BACKGROUND: The uncertainty of cardioprotection by naproxen has encouraged its combination with aspirin in patients with arthritis and cardiovascular disease.

METHODS: The incubation of washed platelets with naproxen for 5 min before the addition of aspirin reduced the irreversible inhibition of thromboxane (TX)B₂ production by aspirin. The pharmacodynamic interaction between the two drugs was then investigated in four healthy volunteers who received aspirin (100 mg daily) for 6 days and then the combination of aspirin and naproxen for further 6 days: aspirin 2 h before naproxen (500 mg, twice-daily dosing). After 14 days of washout, naproxen was given 2 h before aspirin for further 6 days.

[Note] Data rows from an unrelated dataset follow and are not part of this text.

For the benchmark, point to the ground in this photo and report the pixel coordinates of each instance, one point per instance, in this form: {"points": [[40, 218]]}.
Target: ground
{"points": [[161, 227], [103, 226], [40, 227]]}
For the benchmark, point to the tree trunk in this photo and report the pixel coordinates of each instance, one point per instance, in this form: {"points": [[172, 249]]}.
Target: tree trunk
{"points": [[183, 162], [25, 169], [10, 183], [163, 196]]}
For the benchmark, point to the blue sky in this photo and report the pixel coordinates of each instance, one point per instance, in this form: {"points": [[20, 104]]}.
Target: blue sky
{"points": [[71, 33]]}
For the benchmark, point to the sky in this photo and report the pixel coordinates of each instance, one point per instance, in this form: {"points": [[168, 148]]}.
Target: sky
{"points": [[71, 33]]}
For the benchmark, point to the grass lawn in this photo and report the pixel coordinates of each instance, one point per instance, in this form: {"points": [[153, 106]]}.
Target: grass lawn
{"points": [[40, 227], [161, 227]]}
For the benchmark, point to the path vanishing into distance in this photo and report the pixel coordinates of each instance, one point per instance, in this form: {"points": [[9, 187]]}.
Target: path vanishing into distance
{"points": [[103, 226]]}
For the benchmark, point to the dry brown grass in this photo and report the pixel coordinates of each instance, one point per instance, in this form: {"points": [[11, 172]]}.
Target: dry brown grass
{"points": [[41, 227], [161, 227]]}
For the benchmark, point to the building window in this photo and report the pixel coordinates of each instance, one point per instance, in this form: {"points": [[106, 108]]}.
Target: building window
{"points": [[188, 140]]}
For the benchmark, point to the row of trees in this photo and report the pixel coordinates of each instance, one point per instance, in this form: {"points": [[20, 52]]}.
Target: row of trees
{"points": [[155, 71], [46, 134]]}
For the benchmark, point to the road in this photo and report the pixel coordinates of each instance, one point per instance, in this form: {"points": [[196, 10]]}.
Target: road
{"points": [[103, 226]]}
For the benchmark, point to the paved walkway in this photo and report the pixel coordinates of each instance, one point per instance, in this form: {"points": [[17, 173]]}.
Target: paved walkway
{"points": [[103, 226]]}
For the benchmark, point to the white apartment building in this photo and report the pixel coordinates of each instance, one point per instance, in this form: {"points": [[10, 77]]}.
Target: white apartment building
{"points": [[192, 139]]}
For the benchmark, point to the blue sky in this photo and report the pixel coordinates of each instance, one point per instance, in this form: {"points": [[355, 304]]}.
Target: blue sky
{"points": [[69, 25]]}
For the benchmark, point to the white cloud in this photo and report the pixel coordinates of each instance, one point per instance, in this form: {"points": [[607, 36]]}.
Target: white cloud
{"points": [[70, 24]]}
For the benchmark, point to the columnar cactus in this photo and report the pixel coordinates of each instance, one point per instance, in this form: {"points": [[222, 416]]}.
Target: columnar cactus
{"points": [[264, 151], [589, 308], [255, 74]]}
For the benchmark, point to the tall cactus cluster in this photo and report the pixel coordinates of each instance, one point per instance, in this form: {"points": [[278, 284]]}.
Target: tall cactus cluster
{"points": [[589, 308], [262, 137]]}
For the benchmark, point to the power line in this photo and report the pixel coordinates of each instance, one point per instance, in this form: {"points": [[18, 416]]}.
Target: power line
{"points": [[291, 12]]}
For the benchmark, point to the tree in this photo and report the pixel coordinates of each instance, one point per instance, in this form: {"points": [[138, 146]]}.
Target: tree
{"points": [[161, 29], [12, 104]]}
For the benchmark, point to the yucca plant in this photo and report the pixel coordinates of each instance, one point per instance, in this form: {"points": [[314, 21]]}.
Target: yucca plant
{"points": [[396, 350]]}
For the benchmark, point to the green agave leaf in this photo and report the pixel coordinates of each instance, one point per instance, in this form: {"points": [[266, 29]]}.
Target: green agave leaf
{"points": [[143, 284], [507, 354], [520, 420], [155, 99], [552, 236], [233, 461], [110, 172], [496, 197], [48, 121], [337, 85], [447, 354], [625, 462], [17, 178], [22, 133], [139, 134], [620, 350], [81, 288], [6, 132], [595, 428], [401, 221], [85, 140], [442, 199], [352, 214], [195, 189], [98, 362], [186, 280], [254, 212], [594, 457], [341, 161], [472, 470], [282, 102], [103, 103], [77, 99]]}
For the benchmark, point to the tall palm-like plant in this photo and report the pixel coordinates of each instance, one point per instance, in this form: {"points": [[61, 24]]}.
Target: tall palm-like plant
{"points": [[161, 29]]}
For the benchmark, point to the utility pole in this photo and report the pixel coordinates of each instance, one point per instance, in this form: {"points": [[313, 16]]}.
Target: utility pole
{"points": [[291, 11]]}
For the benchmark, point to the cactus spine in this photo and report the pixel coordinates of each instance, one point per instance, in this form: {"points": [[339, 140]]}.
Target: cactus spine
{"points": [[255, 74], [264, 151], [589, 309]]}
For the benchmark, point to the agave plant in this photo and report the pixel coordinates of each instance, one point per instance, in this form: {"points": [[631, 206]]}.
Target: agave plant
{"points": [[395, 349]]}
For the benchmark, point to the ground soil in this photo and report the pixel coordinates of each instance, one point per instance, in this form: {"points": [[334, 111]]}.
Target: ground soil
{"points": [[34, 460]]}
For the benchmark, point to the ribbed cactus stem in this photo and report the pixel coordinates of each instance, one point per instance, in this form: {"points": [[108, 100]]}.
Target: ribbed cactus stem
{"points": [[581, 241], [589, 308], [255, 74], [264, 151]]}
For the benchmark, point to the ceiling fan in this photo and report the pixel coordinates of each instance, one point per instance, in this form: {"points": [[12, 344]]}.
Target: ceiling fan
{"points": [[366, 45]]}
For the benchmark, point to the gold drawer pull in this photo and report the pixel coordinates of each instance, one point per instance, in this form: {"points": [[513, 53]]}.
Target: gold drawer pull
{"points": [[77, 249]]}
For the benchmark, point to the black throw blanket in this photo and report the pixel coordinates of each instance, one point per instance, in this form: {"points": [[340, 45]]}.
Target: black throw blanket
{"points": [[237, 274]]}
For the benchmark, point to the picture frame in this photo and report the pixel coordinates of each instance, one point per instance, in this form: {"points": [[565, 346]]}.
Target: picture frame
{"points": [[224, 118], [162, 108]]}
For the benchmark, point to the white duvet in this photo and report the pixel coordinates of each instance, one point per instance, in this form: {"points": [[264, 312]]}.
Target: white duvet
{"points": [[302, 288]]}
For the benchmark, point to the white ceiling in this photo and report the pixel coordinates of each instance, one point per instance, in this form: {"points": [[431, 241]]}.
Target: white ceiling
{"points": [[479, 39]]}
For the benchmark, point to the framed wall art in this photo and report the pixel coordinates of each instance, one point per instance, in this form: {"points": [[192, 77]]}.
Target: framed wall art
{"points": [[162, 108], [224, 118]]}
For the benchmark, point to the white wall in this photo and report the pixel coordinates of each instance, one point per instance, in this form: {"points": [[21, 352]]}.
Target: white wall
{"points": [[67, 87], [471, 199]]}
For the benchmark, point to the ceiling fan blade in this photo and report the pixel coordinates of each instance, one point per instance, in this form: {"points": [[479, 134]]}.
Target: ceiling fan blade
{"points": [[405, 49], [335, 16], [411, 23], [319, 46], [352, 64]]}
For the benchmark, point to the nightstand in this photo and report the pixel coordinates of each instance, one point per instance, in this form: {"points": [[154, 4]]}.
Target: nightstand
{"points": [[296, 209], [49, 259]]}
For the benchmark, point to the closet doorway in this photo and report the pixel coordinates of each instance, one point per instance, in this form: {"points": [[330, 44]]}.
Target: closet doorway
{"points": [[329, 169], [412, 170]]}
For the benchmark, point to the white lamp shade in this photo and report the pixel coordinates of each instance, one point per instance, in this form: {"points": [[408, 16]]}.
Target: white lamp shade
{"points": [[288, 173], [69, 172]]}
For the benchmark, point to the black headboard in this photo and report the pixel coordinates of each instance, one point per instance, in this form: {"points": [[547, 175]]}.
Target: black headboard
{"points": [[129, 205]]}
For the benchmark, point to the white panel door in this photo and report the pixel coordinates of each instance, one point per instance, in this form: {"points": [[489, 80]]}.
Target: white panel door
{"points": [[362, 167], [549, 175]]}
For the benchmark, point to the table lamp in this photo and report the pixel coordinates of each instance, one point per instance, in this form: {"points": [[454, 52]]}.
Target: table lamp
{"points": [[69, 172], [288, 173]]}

RESULTS: The inhibition of serum TXB₂ production (index of platelet cyclooxygenase [COX]-1 activity) and platelet aggregation ex vivo and urinary 11-dehydro-TXB₂ levels (index of TXB₂ biosynthesis in vivo) by aspirin alone (99 ± 0.2%, 95 ± 0.6%, and 81 ± 4%, respectively) was not significantly altered by the co-administration of naproxen, given either 2 h after aspirin or in reverse order. In a second study, the concurrent administration of a single dose of aspirin and naproxen did not affect platelet TXB₂ production and aggregation at 1 h after dosing, when aspirin alone causes maximal inhibitory effect. Moreover, the rapid recovery of platelet COX-1 activity and function supports the occurrence of a pharmacodynamic interaction between naproxen and aspirin.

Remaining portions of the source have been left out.